Eu também vinha me incomodando com a falta de passagens claras de tempo. Todo esse tempo indo de uma casa para outra e nenhum sinal de que as crianças estavam envelhecendo me deixava meio inquieta — mesmo sabendo que eu não poderia exigir que o autor estabelecesse qualquer referência temporal. Sunny continuava falando em seu próprio dialeto, Violet e Klaus continuavam com as mesmas posturas e ninguém parecia crescer. Por isso, quando Klaus fez aniversário e Sunny esboçou uma caminhada no final do sétimo livro a sensação que eu tive foi de: “finalmente!”. Tive uma espécie de alívio ao ver que eles poderiam crescer, porque isso permitira que seus personagens se transformassem dentro da trama.
A partir do sétimo livro, mas mais forte no oitavo, há uma certa complexificação da relação entre os irmãos — mesmo que tímida, há uma mudança. Nós vemos eles se desentenderem entre si, a ponto de Sunny por duas vezes ter que acalmar os ânimos de Violet e Klaus. Essas situações, ao invés de aparecerem como momentos de fraqueza das personagens, soam, na verdade, como lampejos de realidade. São nesses momentos, em que um irmão se irrita com o outro diante de tanta desventura, que eu consigo finalmente estabelecer uma relação de empatia com essas crianças. Perder os pais é um pesadelo, ter que lidar com tutores vilanescos ou relapsos nesse contexto é um terror ainda maior, mas o que eles vivem está acima de qualquer tragédia que nós possamos conceber. E, ainda assim, por seis livros o que parecia era que eles não iriam, em momento algum, perder a paciência um com o outro. Como se fossem perfeitos heróis, sem nenhum momento de contradição.
Eu gosto dessa tentativa de mostrá-los de uma forma mais profunda, mesmo que timidamente. Gostaria de vê-los ainda mais complexos, menos rasos. Quase no final de O Hospital Hostil há um momento em que, depois de conseguirem escapar das garras de Olaf pela oitava vez, as crianças percebem que são tão bons em enganar pessoas quanto seu inimigo. Violet, então, pondera: “Talvez sejamos vilões, afinal”.
No geral, o oitavo livro parece consolidar esse processo de amadurecimento não só das crianças, mas da história como um todo.
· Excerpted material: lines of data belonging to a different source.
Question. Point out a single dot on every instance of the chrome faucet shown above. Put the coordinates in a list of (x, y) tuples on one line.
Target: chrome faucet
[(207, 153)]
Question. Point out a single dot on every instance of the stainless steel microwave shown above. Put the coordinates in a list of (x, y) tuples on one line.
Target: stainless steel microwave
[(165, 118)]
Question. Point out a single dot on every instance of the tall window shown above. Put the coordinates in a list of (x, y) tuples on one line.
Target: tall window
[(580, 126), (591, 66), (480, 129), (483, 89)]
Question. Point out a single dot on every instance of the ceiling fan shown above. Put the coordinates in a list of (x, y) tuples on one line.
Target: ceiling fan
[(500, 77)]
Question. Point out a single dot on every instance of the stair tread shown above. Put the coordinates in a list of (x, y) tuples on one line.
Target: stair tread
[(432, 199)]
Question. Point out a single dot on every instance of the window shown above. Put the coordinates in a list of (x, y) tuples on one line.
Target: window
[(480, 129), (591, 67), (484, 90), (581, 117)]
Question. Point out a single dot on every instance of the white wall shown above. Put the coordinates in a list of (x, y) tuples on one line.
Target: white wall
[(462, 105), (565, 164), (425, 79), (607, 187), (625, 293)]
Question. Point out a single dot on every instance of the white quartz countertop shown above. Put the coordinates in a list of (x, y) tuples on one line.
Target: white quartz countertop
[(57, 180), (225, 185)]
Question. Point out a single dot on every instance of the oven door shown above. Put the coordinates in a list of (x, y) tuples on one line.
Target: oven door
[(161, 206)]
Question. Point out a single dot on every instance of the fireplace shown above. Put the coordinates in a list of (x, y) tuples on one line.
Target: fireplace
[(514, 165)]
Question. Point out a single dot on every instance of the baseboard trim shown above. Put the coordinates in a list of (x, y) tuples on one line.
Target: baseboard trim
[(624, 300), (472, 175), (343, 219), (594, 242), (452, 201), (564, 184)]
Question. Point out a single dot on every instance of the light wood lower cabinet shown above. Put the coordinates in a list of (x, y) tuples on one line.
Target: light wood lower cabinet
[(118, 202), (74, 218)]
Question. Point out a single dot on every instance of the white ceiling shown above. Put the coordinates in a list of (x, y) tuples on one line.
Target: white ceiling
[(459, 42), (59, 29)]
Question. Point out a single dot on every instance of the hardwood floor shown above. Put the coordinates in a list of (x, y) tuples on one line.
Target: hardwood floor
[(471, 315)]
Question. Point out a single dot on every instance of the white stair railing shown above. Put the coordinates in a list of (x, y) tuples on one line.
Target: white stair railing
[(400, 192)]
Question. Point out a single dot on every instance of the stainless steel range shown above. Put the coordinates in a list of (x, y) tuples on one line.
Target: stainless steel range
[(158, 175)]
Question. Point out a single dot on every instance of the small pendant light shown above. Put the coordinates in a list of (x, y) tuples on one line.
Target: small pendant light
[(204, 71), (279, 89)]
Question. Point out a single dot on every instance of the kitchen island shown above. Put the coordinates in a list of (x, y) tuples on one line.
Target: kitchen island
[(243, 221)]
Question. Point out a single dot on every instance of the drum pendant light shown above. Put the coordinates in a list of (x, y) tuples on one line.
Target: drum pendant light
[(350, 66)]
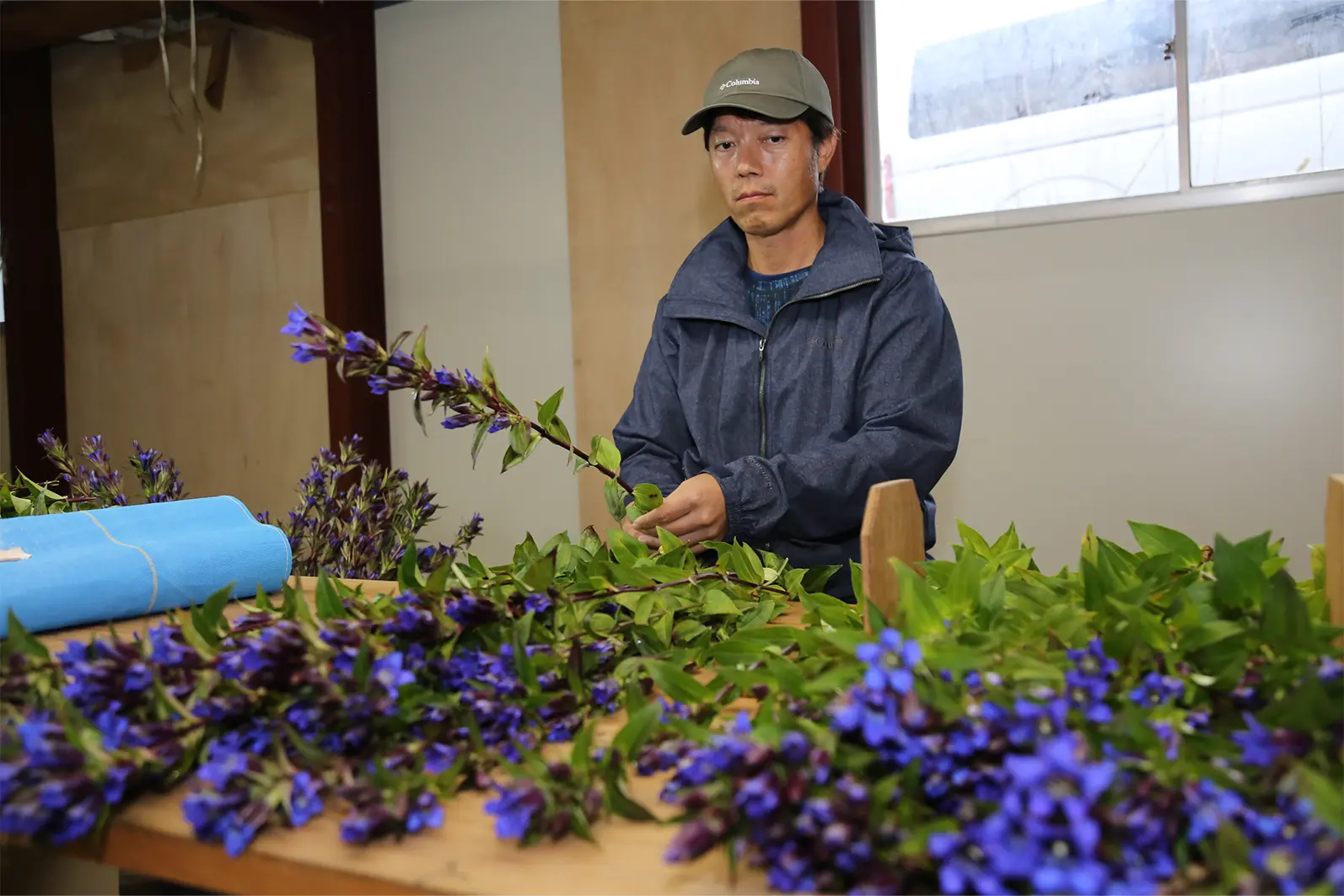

Esse livro me parece, na verdade, um momento de transição, para o que virá depois, para um começo do fim. Fica a sensação de que podemos esperar situações e personagens mais complexas conforme a série vai chegando ao seu fim. Por aqui fico ansiosa com a leitura do próximo livro porque, dessa vez, eu realmente não sei o que esperar.
Pelo nosso cronograma, hoje (07) iniciamos a leitura do livro nove, O Espetáculo Carnívoro. Semana que vem teremos texto da Seane Mello sobre a leitura desse livro. Em tempos tão difíceis, em que as desventuras dessas crianças parecem brincadeira perto da nossa realidade, vamos nos unir nessas leituras para tentar segurar as barras de se viver nesse mundão.